Macgowan paused at the door. “I’m in a hurry, old chap.”
“I’m sure you’ll want to see this, Mr. Macgowan.” Osborne went to a wall-safe and pulled out a large leather-bound, ledger-like volume. He carried it to his desk and opened it; it was full of mounted postage stamps.
“What’s this, something new?” asked Macgowan, with sudden interest.
“Well, here’s one item that’s new, sir.” Osborne pointed out a stamp and handed Macgowan a small magnifying glass from a litter of philatelic tools on the desk.
“Nanking issue of the dragon, eh?” muttered Macgowan, putting the glass to the green-and-rose stamp. “Something wrong with the surcharge, isn’t there? By Jove, the bottom character’s omitted!”
“That’s right, sir,” said Osborne with a vigorous nod. “That vertical surcharge ought to read Chung Hua Ming Kuo — if that’s the way they pronounce it — ‘Middle Flowery People’s Kingdom.’ But on this stamp the last character was somehow dropped out, and the ‘Kingdom’ part’s not there. Trouble with Chinese rarities, especially the surcharges, is that you’ve got to have a good working knowledge of the ideographs to be able to spot an error. This one’s comparatively easy; I don’t know Chinese from Greek. But old Dr. Kirk read this for me. Interesting, eh, sir?”
“Damnably. Where did Don pick this up?”
“Auction. About three weeks ago. Delivery was held up for some reason until yesterday. I think they were checking up its authenticity.”
“He has all the luck, darn him,” grumbled Macgowan, setting down the glass. “I haven’t run across a really interesting local rarity in weeks.” He shrugged and then said in an oddly quiet voice: “Did this Nanking set Don back much, Ozzie?”
Something tightened Osborne’s lips, and his eyes grew cold. “I really couldn’t say, sir.”

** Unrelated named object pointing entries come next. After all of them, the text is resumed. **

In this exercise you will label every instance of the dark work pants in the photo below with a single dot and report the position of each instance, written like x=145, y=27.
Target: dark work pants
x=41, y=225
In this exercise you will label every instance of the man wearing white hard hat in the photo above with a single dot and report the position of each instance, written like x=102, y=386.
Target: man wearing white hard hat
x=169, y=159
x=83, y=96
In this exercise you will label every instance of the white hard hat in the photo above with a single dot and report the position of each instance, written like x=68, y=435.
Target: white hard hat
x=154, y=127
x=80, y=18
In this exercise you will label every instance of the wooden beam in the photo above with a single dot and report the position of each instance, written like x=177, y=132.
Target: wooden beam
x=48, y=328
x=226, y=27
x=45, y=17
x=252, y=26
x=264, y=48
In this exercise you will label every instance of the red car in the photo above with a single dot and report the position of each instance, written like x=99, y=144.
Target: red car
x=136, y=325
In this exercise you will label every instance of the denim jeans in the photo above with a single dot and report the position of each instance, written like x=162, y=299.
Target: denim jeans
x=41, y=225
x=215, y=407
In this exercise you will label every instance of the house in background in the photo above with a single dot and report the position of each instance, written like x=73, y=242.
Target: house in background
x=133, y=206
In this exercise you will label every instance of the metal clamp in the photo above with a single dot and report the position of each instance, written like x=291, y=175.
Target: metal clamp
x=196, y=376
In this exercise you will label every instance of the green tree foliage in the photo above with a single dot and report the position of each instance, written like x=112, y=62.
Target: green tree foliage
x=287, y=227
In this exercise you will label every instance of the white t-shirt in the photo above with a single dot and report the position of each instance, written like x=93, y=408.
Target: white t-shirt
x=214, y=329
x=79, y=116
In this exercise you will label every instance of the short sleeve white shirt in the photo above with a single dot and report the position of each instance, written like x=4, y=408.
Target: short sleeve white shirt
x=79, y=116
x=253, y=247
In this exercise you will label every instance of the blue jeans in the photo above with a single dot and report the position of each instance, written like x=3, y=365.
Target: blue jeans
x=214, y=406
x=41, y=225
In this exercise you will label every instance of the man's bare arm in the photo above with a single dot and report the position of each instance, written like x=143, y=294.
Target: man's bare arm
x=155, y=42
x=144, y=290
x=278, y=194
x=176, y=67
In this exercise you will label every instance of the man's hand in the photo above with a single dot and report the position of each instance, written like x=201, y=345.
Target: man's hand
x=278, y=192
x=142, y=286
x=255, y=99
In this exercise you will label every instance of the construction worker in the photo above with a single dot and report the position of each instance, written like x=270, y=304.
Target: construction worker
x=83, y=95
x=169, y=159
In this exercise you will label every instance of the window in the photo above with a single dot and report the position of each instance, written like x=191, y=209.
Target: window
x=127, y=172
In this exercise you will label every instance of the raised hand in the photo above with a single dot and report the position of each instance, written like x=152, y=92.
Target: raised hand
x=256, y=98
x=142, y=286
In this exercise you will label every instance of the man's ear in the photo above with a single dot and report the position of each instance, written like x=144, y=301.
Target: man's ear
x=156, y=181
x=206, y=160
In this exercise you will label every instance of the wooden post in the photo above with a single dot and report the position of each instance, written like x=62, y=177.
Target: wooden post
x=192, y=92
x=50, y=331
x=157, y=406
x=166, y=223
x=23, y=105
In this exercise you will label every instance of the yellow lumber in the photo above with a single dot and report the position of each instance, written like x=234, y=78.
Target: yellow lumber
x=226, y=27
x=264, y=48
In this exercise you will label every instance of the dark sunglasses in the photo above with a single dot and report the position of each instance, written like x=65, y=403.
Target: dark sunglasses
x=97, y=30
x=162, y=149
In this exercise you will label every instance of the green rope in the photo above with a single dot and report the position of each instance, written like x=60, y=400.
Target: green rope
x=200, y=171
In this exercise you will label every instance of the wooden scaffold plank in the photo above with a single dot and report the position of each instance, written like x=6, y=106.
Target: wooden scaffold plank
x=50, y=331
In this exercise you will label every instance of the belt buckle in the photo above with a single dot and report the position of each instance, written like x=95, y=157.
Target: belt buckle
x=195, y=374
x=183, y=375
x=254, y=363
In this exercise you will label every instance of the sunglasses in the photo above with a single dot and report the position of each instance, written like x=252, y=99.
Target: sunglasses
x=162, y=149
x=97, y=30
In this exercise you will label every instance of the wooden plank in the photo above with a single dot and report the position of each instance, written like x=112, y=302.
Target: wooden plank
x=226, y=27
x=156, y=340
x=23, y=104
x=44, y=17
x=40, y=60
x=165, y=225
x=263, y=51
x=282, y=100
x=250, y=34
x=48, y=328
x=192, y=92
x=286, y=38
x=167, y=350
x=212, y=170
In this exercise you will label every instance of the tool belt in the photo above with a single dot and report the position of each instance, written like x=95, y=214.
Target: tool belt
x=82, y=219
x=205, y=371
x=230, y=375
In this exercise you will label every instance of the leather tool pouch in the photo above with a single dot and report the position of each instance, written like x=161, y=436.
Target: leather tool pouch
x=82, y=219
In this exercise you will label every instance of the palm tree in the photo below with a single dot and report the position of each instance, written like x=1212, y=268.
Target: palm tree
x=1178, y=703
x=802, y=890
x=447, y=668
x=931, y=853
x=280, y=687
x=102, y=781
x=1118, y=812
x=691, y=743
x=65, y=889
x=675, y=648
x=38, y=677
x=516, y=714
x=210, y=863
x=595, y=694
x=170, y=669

Macgowan stared at him, and then suddenly slapped his thin back. “All right, all right, you loyal old coot. Don’t forget that note. You tell Don I dropped in early purposely. I’ll be back in time for dinner. Want to go downstairs and make a few calls.”

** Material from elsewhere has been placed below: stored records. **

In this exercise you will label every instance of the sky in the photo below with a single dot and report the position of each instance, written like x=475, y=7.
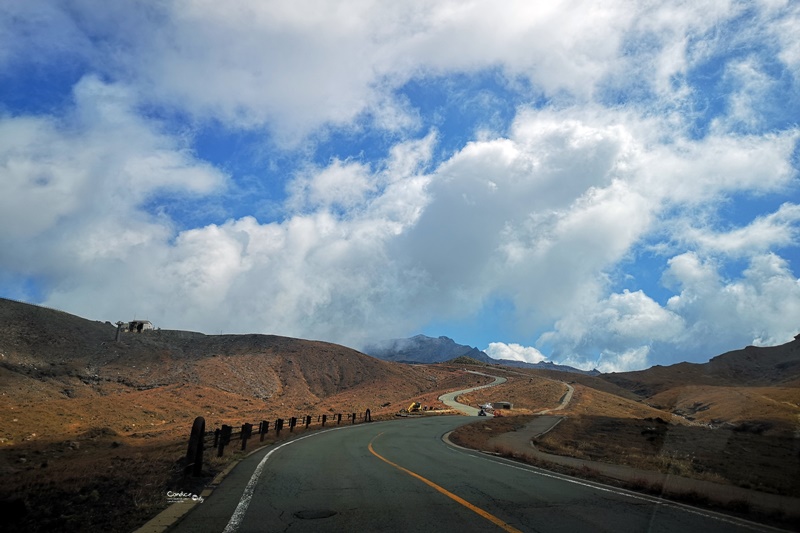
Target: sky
x=608, y=185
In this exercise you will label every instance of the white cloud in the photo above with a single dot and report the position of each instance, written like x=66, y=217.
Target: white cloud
x=294, y=68
x=514, y=352
x=74, y=185
x=761, y=235
x=541, y=213
x=760, y=307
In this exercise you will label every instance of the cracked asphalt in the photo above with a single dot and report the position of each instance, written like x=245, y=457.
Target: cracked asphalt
x=332, y=482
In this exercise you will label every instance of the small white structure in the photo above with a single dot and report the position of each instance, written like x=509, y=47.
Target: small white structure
x=138, y=326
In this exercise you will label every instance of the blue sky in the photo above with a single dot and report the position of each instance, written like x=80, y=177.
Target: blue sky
x=601, y=184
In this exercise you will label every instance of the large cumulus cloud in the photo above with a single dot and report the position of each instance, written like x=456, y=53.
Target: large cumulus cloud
x=626, y=139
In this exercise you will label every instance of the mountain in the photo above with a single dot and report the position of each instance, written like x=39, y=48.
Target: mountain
x=546, y=365
x=423, y=349
x=752, y=366
x=54, y=362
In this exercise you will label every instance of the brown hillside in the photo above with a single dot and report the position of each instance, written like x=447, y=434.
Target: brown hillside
x=67, y=374
x=83, y=416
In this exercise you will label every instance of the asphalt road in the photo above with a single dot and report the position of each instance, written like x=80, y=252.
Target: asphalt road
x=449, y=399
x=400, y=476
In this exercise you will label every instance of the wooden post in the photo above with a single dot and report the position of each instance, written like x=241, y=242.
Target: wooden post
x=247, y=432
x=194, y=454
x=224, y=438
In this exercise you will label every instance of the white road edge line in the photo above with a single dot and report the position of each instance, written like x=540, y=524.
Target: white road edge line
x=604, y=488
x=247, y=495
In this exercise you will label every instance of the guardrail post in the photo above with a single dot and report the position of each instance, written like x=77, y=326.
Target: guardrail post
x=194, y=454
x=247, y=431
x=224, y=438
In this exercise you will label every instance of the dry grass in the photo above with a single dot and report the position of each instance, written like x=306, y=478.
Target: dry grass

“Yes, Mr. Macgowan,” said Osborne with a smile, and returned to his desk.
It was extraordinary how events ranged themselves that evening. Everything seemed to fit, like a woman’s new gloves. There was a smoothness, an inevitability, about things. And they all swirled about the head of poor Osborne, a colorless midge working at his job.
And all the time the door to the anteroom was closed, and nothing but silence came from there.
It was exactly 6:35, for example, when the office-door opened again and brought Osborne’s head up sharply. A tall magnificent woman was consciously framed in the doorway, a smile on her red lips. Osborne climbed to his feet, more than half-annoyed.
“Oh,” said the woman, and the smile vanished. It was as if she had put it on for the ceremony of making an entrance. “Mr. Kirk isn’t here?”
“No, Miss Llewes.”
“Isn’t that disgusting!” She leaned against the open door thoughtfully, her green eyes studying the room. She was dressed in something tight and shimmering. Her bare arms protruded from beneath a short ermine wrap. There was a deep cleft between her breasts which tightened and loosened with her slow breathing. “I did want to talk to him.”
“I’m sorry, Miss Llewes,” said Osborne. To him there was something infinitely more substantial, if less delectable, in Miss Diversey. This woman was as unreal as a Garbo seen upon the silver screen. One might look, but not touch.
“Well... Thank you.” She had an unreal voice, too; low and faintly hoarse, with an undercurrent of warmth. Osborne blinked and stared, fascinated, into her green eyes. She gave him a slow smile and vanished.
The two women met outside the office-door under the vigilant gaze of Mrs. Shane, who knew, saw, and heard all. Irene Llewes’s ermine brushed the arm of the tiny woman in the black evening gown who had just come from the Kirk suite. The two women halted, frozen still by the same instantaneous surge of dislike. Mrs. Shane looked on with gleaming eyes.
They stared at each other for perhaps fifteen seconds unmoving; the tall woman, slightly inclined; the small woman, eyes raised steadily. Neither said a word. Then Miss Llewes passed on toward the transverse corridor, a glitter of the most mocking triumph in her green eyes. She walked as if it were a sensual pleasure — slowly, with a faint trace of hip-sway.